Кент развернул сыр так, словно это было его больное сердце.
— Плохо снято, да? — спросил он.
— Да вообще все ни к черту, — фыркнул Ральф. Они сидели и размышляли, почему все пошло не так.
— Все из-за этой хреновой съемки? — спросил Кент.
— Из-за концепции в целом, — ответил Ральф.
— Публика там ни к черту, — заметил Трампер. — Они слишком предсказуемы.
— Они просто люди, — сказал Ральф. — С ними никаких проблем.
— А как история с девицей и ее грудями, а? — спросил Кент. — Здорово, правда?
— Это просто пикантный момент и сальный юмор, от которого вся работа становится еще хуже, — заявил Ральф. — По крайней мере, та часть.
— Могу я посмотреть материал? — попросил Кент. — Должен же я увидеть эту дрянь.
— Тебе не понравится даже твоя собственная съемка, — сказал Ральф.

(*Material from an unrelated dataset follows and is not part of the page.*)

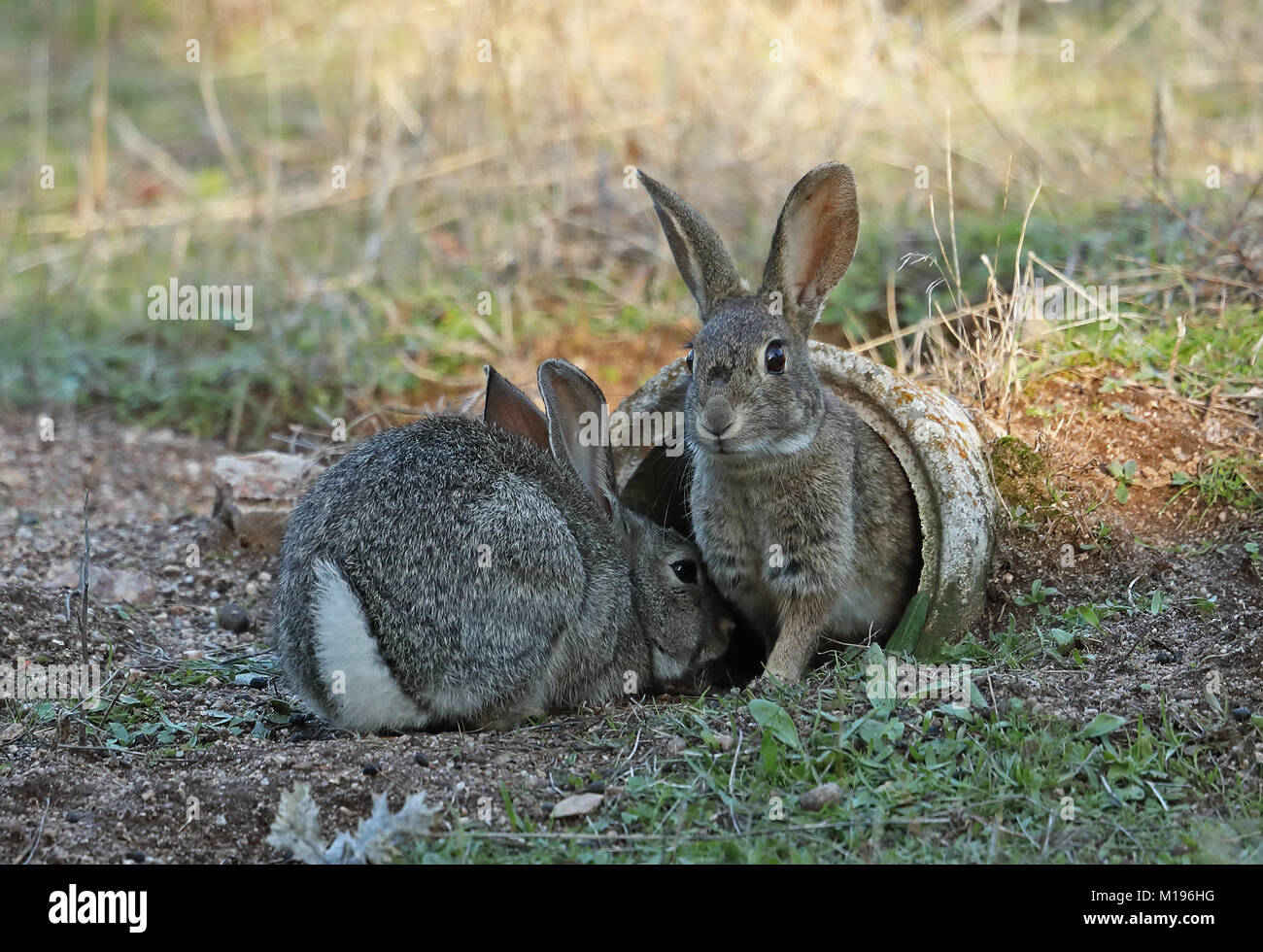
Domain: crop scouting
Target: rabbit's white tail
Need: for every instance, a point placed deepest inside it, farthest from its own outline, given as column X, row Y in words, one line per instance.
column 365, row 695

— Она тебе не понравилась, Ральф?
— Мне вообще ничего не нравится.
— А как с монтажом? — спросил Кент.
— Нечестно говорить о монтаже, когда Тюльпен здесь нет, — заметил Трампер.
— На самом деле монтаж еще не готов, Кент, — сказал Ральф.
— Да говорю же тебе, Кент, — нахмурился Трампер.
— Ладно, Тамп-Тамп, — сказал Кент, — а как звук?
— Годится, — одобрил Ральф. — У Тамп-Тампа получается все лучше и лучше, если смотреть с технической точки зрения.
— Точно, — сказал Трампер. — Зато мое воображение никак не улучшается.
— Это точно, — заметил Ральф.
— Послушайте, — попросил Кент, — могу я просмотреть этот гребаный материал?
И они оставили его перематывать катушки с пленкой, а сами вышли на Кристофер-стрит и направились пить кофе в «Нью-Дил».
— Все, что я хочу от фильма, это чтобы в нем увидели что-то стоящее, — заявил Ральф. — Терпеть не могу выносить приговоры.
— А я просто не верю в истории с концом, — сказал Трампер.
— Верно-верно, — заметил Ральф. — Просто хорошее описание. Но оно должно быть моим личностным. Все остальное просто журналистика.
— Если «Нью-Дил» закрыто, — сказал Трампер, — я изойду на дерьмо.
Однако заведение оказалось открыто; они уселись с двумя кружками черного эспрессо с цедрой лимона и ромом.
— Давай выбросим этот фильм, Тамп-Тамп, — предложил Ральф. — Это чертово старье. Все, что я делал, относится к внешнему миру, а мне хочется сделать фильм о внутреннем мире человека.
— Что ж, как хочешь, Ральф, — сказал Трампер.
— Что мне в тебе нравится, Тамп-Тамп, так это то, что у тебя мнений до фига.
— Это твой фильм, Ральф.
— А вот допустим, Тамп-Тамп, что следующий сделаешь ты. О чем бы он был?
— Я не строю таких планов, — разглядывая цедру лимона в кофе, ответил Трампер.
— Но что ты ощущаешь, Тамп-Тамп? — не унимался Ральф.
Трампер взял чашку с кофе обеими руками.
— Тепло, — сказал он. — В данный момент я ощущаю тепло.
«Что я ощущаю?» — спрашивал он себя позже, на ощупь пробираясь через темную квартиру Тюльпен и попирая ее одежду босыми ногами.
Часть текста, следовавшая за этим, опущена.